Peter slept late on this holiday Sunday and woke to the news that Cameron and Tony had been expelled, their rooms cleared, leaving no trace of them, Samantha, or Emilia.
Peter was devastated for them, but also because both legs of his triangular relationship were gone. Although he recognized that the issues were obvious enough, he yearned for clarification as much as explanation. And the two girls, both lovely and smart, deserved better, not only from Tony and Cameron, but probably also from the school.

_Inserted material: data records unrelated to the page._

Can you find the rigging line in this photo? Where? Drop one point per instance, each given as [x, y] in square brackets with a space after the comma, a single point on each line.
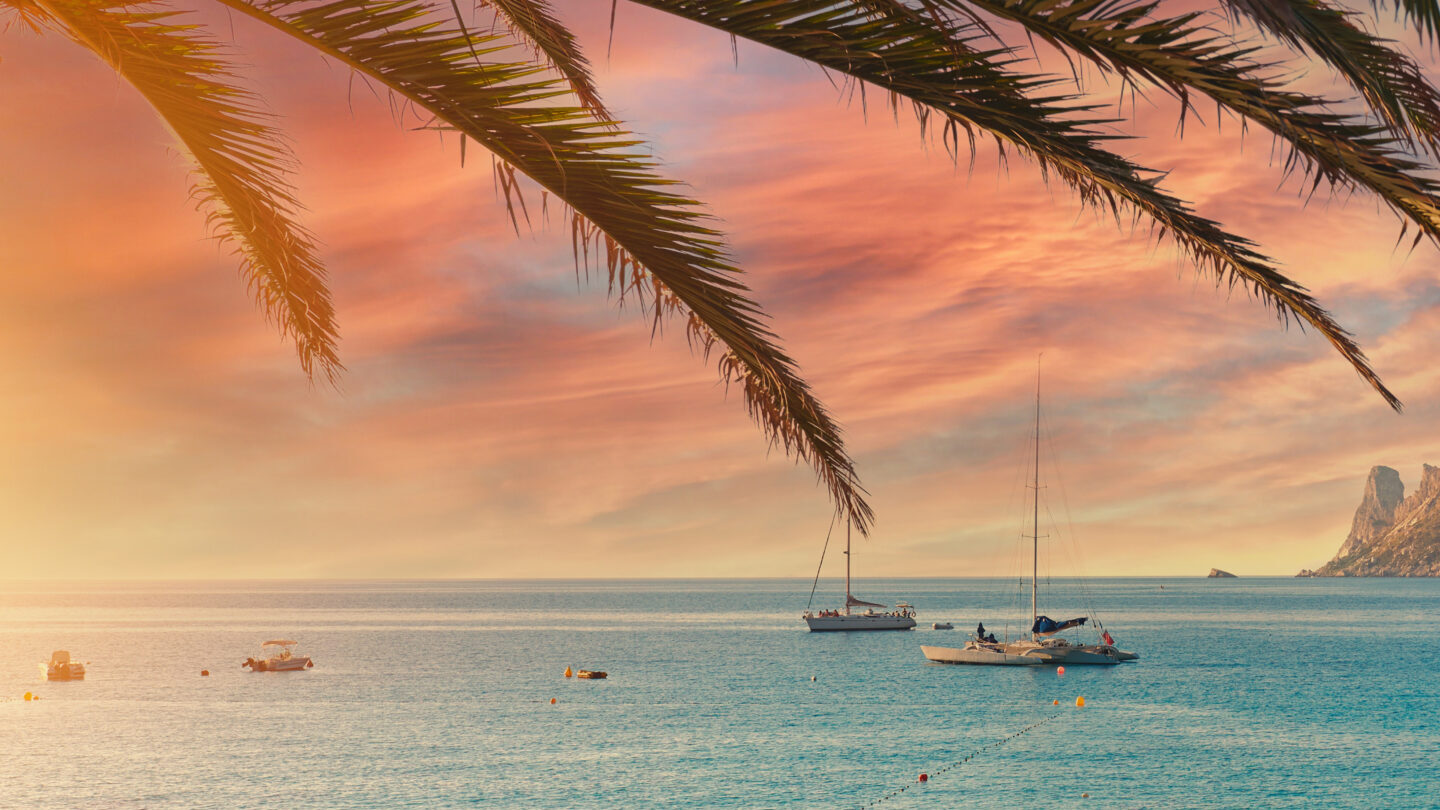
[821, 558]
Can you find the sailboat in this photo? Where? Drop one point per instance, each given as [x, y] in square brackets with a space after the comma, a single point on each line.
[900, 617]
[1043, 646]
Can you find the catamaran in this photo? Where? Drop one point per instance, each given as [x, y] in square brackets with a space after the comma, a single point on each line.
[899, 617]
[1044, 644]
[278, 656]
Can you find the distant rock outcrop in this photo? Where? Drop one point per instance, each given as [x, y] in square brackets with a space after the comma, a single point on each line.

“What sort of nineteenth century justice is being served?” he asked himself. “Where is due process? Where is the headmaster to address the returning student body? How is this to be represented to the parents?”
Peter never received answers.
The school year came to a quiet close. Tony and Cameron, and the matter itself, had become ghosts.
Peter spent his final year of high school in Bozeman, leaving behind his soccer team, the class presidency, and his honorary appointments.
His friendship with the brilliant Cameron and the iconoclastic Tony had opened his eyes, and the White Rabbit had shown him the way to a broader horizon.
He enrolled at Stanford the following September.